09/30/2010 03:11 pm ET | Updated May 25, 2011

Our Future Looks Poorer

On September 28, 2010 the U.S. Census released the 2009 American Consumer Survey. This survey reveals that last year was very difficult for America. The National Bureau of Economic Research (NBER) tells us that the "Great Recession" officially ended in December of 2009. Census data suggests that 2009 was a year of accelerating economic pain and loss. The labor force of the U.S. shrank by more than 130,000 between 2008 and 2009. The median family income decreased by $2,254 or 3.5%. Median is a better measure than average because the median family income sets the exact middle of the income distribution. Half of all families earn less than the median income and half of all families earn more than the median income. Average or mean measures are less sensitive to income distribution. The median income for all workers in the U.S. fell from $29,868 in 2008 to $28,365 in 2009. Median worker income declined by $1,503, or 5%. A staggering 48% of households earned less than $50,000 per year in 2008. In 2009, 49.8% of households earned less than $50,000. Income per person in the U.S., per capita income, declined from $27,589 in 2008 to $26,409 in 2009. Our per capita income declined by $1,108 or 4% in 2009.

Are you still surprised by anger at the polls? Might these numbers explain the seeming willingness of voters to try anything that looks different? Rising inequality, falling incomes and increasing poverty are very pronounced.
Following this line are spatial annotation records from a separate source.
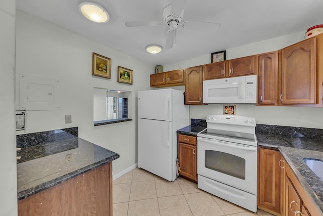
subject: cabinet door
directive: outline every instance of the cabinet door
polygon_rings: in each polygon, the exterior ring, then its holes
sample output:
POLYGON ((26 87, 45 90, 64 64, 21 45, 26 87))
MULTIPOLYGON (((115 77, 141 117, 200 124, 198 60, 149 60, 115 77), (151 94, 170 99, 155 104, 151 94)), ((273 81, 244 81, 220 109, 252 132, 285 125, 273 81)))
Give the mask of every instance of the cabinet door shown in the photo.
POLYGON ((258 103, 275 105, 277 99, 278 52, 258 56, 258 103))
POLYGON ((288 178, 286 178, 285 188, 286 215, 295 216, 295 212, 301 210, 301 199, 288 178))
POLYGON ((226 77, 226 62, 216 62, 204 65, 203 80, 217 79, 226 77))
POLYGON ((228 60, 229 76, 237 76, 253 74, 254 56, 239 58, 228 60))
POLYGON ((282 104, 316 103, 316 38, 282 50, 282 104))
POLYGON ((167 72, 166 76, 167 84, 184 82, 184 69, 167 72))
POLYGON ((258 205, 275 212, 280 212, 280 152, 259 149, 258 205))
POLYGON ((185 104, 203 104, 203 68, 190 67, 185 70, 185 104))
POLYGON ((150 87, 164 85, 165 83, 165 73, 150 74, 150 87))
POLYGON ((285 215, 285 212, 286 209, 285 209, 285 183, 286 182, 286 161, 285 160, 285 158, 281 154, 280 160, 278 163, 278 165, 280 168, 280 184, 281 184, 281 191, 280 191, 280 206, 281 206, 281 214, 282 215, 285 215))
POLYGON ((196 145, 179 143, 178 154, 180 175, 197 182, 196 145))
When the data comes in next year for 2010, it is likely to show us that 2008-2010 witnessed a historic increase in poverty and inequality in the U.S. Our massive budget deficits have been directed in ways that lower poverty, increase employment or reduce inequality. Surely, these numbers would have been worse absent many programs. That is true and valid. However, it is way too hard out there to be smug about how much worse it could have been. Yes, it could be worse. Yes, it is getting worse.

Below follows a sketch of just how bad it is- from a poverty perspective.


It is clear that the younger you are in America, the more likely you are to live in poverty. Young Americans are nearly twice as likely to be poor as older Americans. The below bar graph makes clear that this is true for African American, black, citizens as well as all citizens. The graphs in this short article are all made from newly released census data.


Being American gives you 1 in 7 chance of being poor. Being young raises this chance to 1 in 4. Being black in America means a 1 in 4 chance of being poor. Being young and black raises your chance of being poor up to 1 in 2.5. Dropping out of high school puts you on a path to a 1 in 4 chance of poverty. Finishing college dropped your chance of poverty in 2009 to 1 in 25. 18.7% of Americans living in major cities -- principle cities -- spent 2009 living in poverty. 27.8% of Americans living in major cities and under 18 years of age spent 2009 living in poverty. Near 1 in 3 young, urban Americans were poor last year. 9% of young, urban Americans under 18 earned less than half the poverty level income of $10,800 in 2009. Nearly 1 in 10 young, under 18, urban, Americans lived in extreme poverty in 2009. More than 1 in 3, 36% of female headed households lived in poverty in 2009. 17.3% of these female headed households lived in extreme poverty -- earning less than 50% of the federal poverty level. Young (under 18), Americans living with non relatives experienced a staggering 67% poverty rate in 2009.